During my Baja California Sur spring, I often heard from local divers that I was visiting at the right time of year for the whale sharks but the wrong time of year for the best visibility in the Sea of Cortez—after all, the plankton soup that lures in the whale sharks doesn’t make for the clearest seas.
But I was floored by the sheer fish life on dives like the Fang Ming wreck off Espiritu Santo Island, where green turtles peek from every other nook and lemon-yellow clouds of Mexican goatfish cascade over the rusty hull like waterfalls.
From La Paz, it’s a two-hour drive south to the busy resort area of Cabo San Lucas, where you might be surprised by just how epic the diving is just 10 minutes from the city marina at the popular dive sites called Pelican Rock and Land’s End. My eyes were bulging behind my mask on my Cabo dives with PADI 5 Star Instructor Development Center, Dive Ninja Expeditions, when it was par for the course to see schools of cow nose rays, moorish idols, sea lions and seahorses on a single tank. We even spotted a banded guitarfish lurking under a ledge on one dive.
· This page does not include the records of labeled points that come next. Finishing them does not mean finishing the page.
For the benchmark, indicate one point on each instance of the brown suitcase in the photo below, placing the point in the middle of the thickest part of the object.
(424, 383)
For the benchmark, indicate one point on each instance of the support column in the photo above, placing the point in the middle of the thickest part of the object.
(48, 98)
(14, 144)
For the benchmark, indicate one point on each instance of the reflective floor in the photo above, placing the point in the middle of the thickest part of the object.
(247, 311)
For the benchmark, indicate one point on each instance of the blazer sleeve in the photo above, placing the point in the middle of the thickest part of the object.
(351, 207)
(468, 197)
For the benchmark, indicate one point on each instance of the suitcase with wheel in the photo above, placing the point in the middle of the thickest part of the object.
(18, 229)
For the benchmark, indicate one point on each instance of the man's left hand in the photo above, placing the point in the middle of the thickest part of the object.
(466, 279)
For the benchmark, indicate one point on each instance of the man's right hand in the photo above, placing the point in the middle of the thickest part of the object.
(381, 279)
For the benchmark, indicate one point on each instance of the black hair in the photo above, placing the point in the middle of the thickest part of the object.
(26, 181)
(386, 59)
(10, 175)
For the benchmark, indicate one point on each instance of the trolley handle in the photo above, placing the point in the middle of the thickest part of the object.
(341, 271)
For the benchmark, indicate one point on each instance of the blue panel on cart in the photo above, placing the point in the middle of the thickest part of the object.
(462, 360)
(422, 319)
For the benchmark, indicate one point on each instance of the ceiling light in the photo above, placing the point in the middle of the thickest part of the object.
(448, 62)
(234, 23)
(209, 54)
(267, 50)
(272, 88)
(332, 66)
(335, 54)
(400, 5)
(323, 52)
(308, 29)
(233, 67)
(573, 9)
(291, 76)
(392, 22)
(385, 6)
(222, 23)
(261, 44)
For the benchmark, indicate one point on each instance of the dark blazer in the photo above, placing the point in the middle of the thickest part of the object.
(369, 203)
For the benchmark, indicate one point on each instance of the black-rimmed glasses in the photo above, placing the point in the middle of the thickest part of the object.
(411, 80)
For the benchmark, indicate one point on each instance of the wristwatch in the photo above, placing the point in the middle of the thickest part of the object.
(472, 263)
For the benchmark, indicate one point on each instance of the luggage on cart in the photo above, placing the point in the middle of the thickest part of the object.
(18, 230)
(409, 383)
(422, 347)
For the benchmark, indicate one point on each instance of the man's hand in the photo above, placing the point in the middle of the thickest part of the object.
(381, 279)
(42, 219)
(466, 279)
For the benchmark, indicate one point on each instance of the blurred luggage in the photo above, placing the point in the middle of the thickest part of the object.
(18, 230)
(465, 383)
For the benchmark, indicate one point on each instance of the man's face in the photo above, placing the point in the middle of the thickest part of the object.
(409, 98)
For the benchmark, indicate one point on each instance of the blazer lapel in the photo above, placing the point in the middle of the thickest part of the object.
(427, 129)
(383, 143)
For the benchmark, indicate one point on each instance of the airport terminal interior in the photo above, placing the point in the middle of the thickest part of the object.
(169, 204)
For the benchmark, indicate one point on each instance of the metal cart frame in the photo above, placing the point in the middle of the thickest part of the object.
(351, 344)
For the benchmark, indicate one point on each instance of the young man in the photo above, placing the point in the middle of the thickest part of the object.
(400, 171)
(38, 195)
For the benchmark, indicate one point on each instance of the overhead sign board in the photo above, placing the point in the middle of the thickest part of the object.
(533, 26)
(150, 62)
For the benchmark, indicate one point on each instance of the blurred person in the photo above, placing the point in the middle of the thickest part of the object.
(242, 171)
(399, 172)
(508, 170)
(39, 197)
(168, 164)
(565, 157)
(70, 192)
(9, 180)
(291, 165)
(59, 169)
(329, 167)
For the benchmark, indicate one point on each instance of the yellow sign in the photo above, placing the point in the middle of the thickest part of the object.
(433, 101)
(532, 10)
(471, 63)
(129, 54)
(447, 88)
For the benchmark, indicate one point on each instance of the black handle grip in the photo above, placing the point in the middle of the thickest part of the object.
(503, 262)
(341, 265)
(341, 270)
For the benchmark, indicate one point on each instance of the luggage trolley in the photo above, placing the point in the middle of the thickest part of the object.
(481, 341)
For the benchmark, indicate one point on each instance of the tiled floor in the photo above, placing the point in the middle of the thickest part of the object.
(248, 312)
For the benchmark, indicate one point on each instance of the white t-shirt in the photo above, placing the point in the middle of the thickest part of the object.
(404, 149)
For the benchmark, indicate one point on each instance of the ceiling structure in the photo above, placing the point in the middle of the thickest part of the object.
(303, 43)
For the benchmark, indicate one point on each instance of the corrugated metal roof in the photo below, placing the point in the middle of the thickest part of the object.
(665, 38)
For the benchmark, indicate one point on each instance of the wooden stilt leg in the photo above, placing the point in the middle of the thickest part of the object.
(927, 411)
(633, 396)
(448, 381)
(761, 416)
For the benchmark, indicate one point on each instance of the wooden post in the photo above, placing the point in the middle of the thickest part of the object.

Often on dives around Cabo, we’d hear whale song underwater and spend our surface interval watching the humpbacks that migrate along the coastline during the winter months breaching and blowing.
When I’d ask new diving friends when it was best to come back, they’d always tell me that there’s a season for everything in Baja California Sur.
In April and May, the giant schools of mobulas would arrive off the coast south of La Paz to stay into summer. The fall months bring the clearest water conditions to Cabo Pulmo, a famed destination north of Los Cabos on the Sea of Cortez famous for diving with bull sharks and enormous schools of jacks.
I might not have timed my springtime hiatus for the best viz, but there had been so much to see. And being back underwater made me feel like myself again.
If there’s a sea with more going on both below the water’s surface and breaching or frolicking above it than the Sea of Cortez, then I haven’t dived it yet.